Characterizing Spatial Variability of Soil Organic Carbon through Improved Machine Learning Modeling with In-situ Data Resampling: A Case Study in Alaska
Journal article, 2025
Sparse and unevenly distributed soil samples across the northern high-latitude region greatly limit the accuracy of soil organic carbon (SOC) mapping. Therefore, substantial discrepancies exist in SOC estimation in this region, which makes it challenging to characterize the SOC spatial variability and its potential responses to climate change and permafrost degradation. To address these challenges, we enhanced a machine learning model for SOC mapping by developing a data resampling approach that accounts for soil samples spatial heterogeneity, using Alaska as a case study. Specifically, in-situ SOC data were resampled with weights proportional to the variance within a 15-km radius, and then fitted using a random forest (RF) regression model.
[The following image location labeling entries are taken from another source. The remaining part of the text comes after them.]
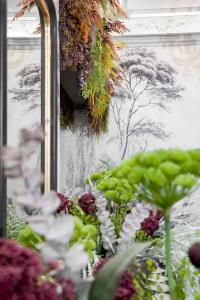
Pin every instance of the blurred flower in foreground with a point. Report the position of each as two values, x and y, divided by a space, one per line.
87 203
194 254
126 289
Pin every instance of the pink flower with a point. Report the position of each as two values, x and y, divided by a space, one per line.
65 204
87 203
194 254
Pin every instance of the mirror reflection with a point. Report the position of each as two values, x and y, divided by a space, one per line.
24 76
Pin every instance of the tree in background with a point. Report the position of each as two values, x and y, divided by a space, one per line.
28 87
147 82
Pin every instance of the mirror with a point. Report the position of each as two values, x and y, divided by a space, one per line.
29 87
24 78
146 113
Multiple features, including temporal composites of Sentinel-1 C-band radar backscatter, vegetation indices from Sentinel-2, climate indices including thawing and freezing indices from moderate resolution imaging spectroradiometer (MODIS), and ancillary topography data, were selected as inputs for the RF model after recursive feature elimination to generate top-layer (0-30 cm) SOC content maps in Alaska at a 250-m resolution. The enhanced RF model with data resampling showed improved accuracy compared to the original RF model, with the coefficient of determination (R2) increased from 0.36 to 0.56 and the root mean square error (RMSE) decreased from 16% to 11% for the surface (0-10 cm) SOC content, and slightly improved accuracy for the deeper (10-30 cm) SOC content. Additionally, the enhanced RF model also better captured local-scale variability of SOC than the original RF model and SoilGrids 2.0 dataset, with high-resolution remote sensing indices playing a major role. The improved SOC content estimates were then used to estimate soil bulk density and calculate total SOC stock for Alaska. Our results suggest that Alaskan topsoil (0-30 cm) stores approximately 25.21±17.18 Pg C, with the largest SOC reserves found in shrublands. These findings highlight the importance of accounting for spatial heterogeneity in in-situ samples and leveraging high-resolution remote sensing data for regional soil mapping.
machine learning
multi-source remote sensing
soil organic carbon
Data resampling